Since these liquids are not considered medicines but food supplements, the manufacturer does not have to prove their medical effectiveness to treat a specific disease, points out Mathieu Ferron.
You are using a scientific coating to sell a commercial product that is not backed by any scientific evidence or studies. It’s pseudoscience, it’s based on wind.
Mathieu Ferron, biochemist
Cardiologist and epidemiologist Christopher Labos wrote a column about IV therapy in The newspaper in 2015 when it was offered in Ontario. “The medical consensus on this subject is that intravenous vitamins don’t cure anything except in very, very specific patients for very, very specific reasons,” summarizes the Dright Labs giving the example of a patient with a certain vitamin deficiency who cannot be fed orally.
If you eat fruit and vegetables regularly, you don’t have to worry about vitamin deficiencies.
“Many people believe that if it’s good to eat a little vitamin, it’s even better to eat more,” says Dr.right laboratories. But the reality is that when the human body has enough vitamins to perform its biological functions, the water-soluble vitamins (like B and C) are excreted in the urine. »
Professor John White of McGill University’s Department of Physiology believes that “for a normal, healthy person” these intravenous therapies are “entirely unnecessary”.
“We evolved to include vitamins in our diets,” says John White.

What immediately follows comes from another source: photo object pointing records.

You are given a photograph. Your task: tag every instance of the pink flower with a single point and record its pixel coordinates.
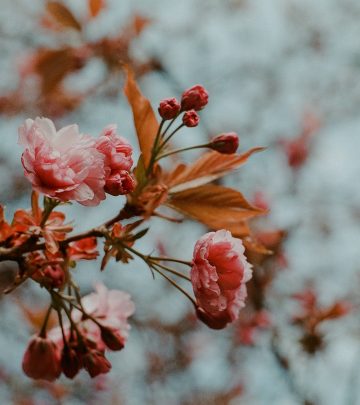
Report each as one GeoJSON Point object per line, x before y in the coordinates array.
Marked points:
{"type": "Point", "coordinates": [42, 359]}
{"type": "Point", "coordinates": [119, 183]}
{"type": "Point", "coordinates": [194, 98]}
{"type": "Point", "coordinates": [96, 363]}
{"type": "Point", "coordinates": [225, 143]}
{"type": "Point", "coordinates": [111, 308]}
{"type": "Point", "coordinates": [191, 119]}
{"type": "Point", "coordinates": [83, 249]}
{"type": "Point", "coordinates": [169, 108]}
{"type": "Point", "coordinates": [118, 161]}
{"type": "Point", "coordinates": [62, 164]}
{"type": "Point", "coordinates": [219, 273]}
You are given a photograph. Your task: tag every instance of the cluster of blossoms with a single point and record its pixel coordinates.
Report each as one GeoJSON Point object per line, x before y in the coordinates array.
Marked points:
{"type": "Point", "coordinates": [66, 165]}
{"type": "Point", "coordinates": [193, 100]}
{"type": "Point", "coordinates": [101, 325]}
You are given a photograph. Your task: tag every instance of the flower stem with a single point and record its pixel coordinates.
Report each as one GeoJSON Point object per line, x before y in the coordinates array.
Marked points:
{"type": "Point", "coordinates": [46, 319]}
{"type": "Point", "coordinates": [171, 281]}
{"type": "Point", "coordinates": [172, 271]}
{"type": "Point", "coordinates": [169, 259]}
{"type": "Point", "coordinates": [166, 140]}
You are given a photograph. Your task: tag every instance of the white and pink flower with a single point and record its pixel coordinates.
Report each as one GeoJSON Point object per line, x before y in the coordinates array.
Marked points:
{"type": "Point", "coordinates": [219, 273]}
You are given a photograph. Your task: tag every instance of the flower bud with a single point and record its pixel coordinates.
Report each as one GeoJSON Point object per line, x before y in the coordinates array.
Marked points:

It’s cheaper and a lot easier than going to one of those fancy shops. »
What regulates these vitamin “formulae”? Health Canada notes that “it is not yet possible to determine whether these activities fall within the scope of pharmacy practice or whether they would fall within the definition of a medicinal product”. Health Canada has also received complaints about Canadian clinics and “follow-ups are ongoing”. If the activities were in the field of practicing medicine or pharmacy, they would come under the supervision of the provinces and territories.
Vitamindrip, which supplies companies from Montreal, is a Canadian pharmaceutical company. In an email, Vitamindrip stated that its compounds fall into a “new product category” and that they “meet the specifications” of the Ontario College of Pharmacists, the National Association of Regulations of Pharmacists, and the United States Pharmacopoeia.
At the medical association, the population is asked to proceed with “great caution” and, if necessary, to discuss this with a doctor first. “The college is not a learned society, but this treatment is not based on solid scientific evidence,” says Leslie Labranche, Senior Media Relations Advisor.
Since there is no study on what effect the combination of all these micronutrients could have and we do not know the exact amount of vitamins these products contain, researcher Mathieu Ferron advocates the precautionary principle. “I find it absurd that there are no more regulations,” he said.